Unlike, say, the federal law requiring landlords to disclose the known presence of lead paint dust, no law explicitly requires that you share with potential hires the details of any business plan of yours that might result in the loss of the manager’s job. If you don’t share your plans, no government agency is going to fine you, and the cops won’t arrest you. But that’s not the same as saying that there will never be consequences for you if, in certain situations, you decide not to disclose.

Depending on how certain your plans are, when you intend to put them into effect, and how important those facts might be to someone considering whether to take the job, your failure to disclose could open you to a claim of fraudulent inducement. If you know you will sell, and soon, failing to reveal those facts to potential applicants is legally risky. This is the type of information that applicants would want to know before taking a job, and your failure to mention it could be seen as an intentional misrepresentation of your plans.

A successful ex-manager could claim the cost of moving, finding another job, and even the difference in pay between his replacement job and yours, if yours was more lucrative. He might even obtain special, punitive damages, if the judge or jury thought your conduct was reprehensible enough. So the question becomes, under what kinds of circumstances would an ex-manager have a good claim?

Fraud involves knowingly making a misrepresentation (which includes not just making false statements, but also concealing or failing to disclose facts), with the intent to induce reliance. The listener must have reasonably relied on the statement or omission, and have been damaged as a result.

Fraudulent inducement to take a job involves the employer communicating a falsity (or concealing facts) that a reasonable job seeker would consider important in making the decision to accept an offer; and the applicant relying on those statements (or nonstatements) in deciding to take the job.

You have explained that for many years, your resident manager stayed employed in a "sweet" situation, surrounded by stable tenants, in a nice neighborhood, with the blessing of a responsible employer and landlord. Doubtless the manager has conveyed these benefits to his friend, who is probably hoping that if he performs as well as his predecessor, the same sweet deal will be his for many years, too.

He may be willing to work harder, commute further, or even earn less, in exchange for the reasonable expectation that the living and working environment will make the trade-offs worthwhile.

Even if this is true, however, the viability of the claim depends on what was said at the interview. You don’t have an affirmative obligation to blurt out every potentially negative fact immediately after you shake hands.

If, however, you heard statements like, "If I move, my commute will be longer, but living and working here will be worth it," or "I’ve been a manager at a huge complex that was sold recently; I didn’t like having to deal with the ‘front office,’ and I’m really looking forward to working for a stable, family-owned business," you’ve practically been asked to confirm the longevity of the current setup.

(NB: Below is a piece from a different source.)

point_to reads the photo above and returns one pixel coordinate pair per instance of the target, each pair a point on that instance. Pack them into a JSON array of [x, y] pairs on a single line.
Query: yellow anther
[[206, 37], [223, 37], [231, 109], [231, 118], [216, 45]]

Failure to respond truthfully to these statements, which house assumptions that you know to be unfounded, may get you perilously close to fraud.

Depending on the law in your state, you may also be courting a violation of a labor law. In California, for example, it’s illegal to induce a person to physically move, from without or within the state, based on a misrepresentation concerning the length of the employment (see Labor Code Section 970).

Originally enacted to protect migrant farmworkers who found themselves in California without a job after they had moved in reliance on an employment offer, the law has been applied to protect workers of every stripe.

The ethical part of your question can be answered by considering the question that a judge would ask. Would it be right to withhold information that you suspect the applicant would want to know before deciding whether to take the job? I think you can answer that one yourself, given your stated pride in being a reputable business.

If the applicant turns down the offer after hearing your news, that’s unfortunately the cost of doing business — and sleeping well at night.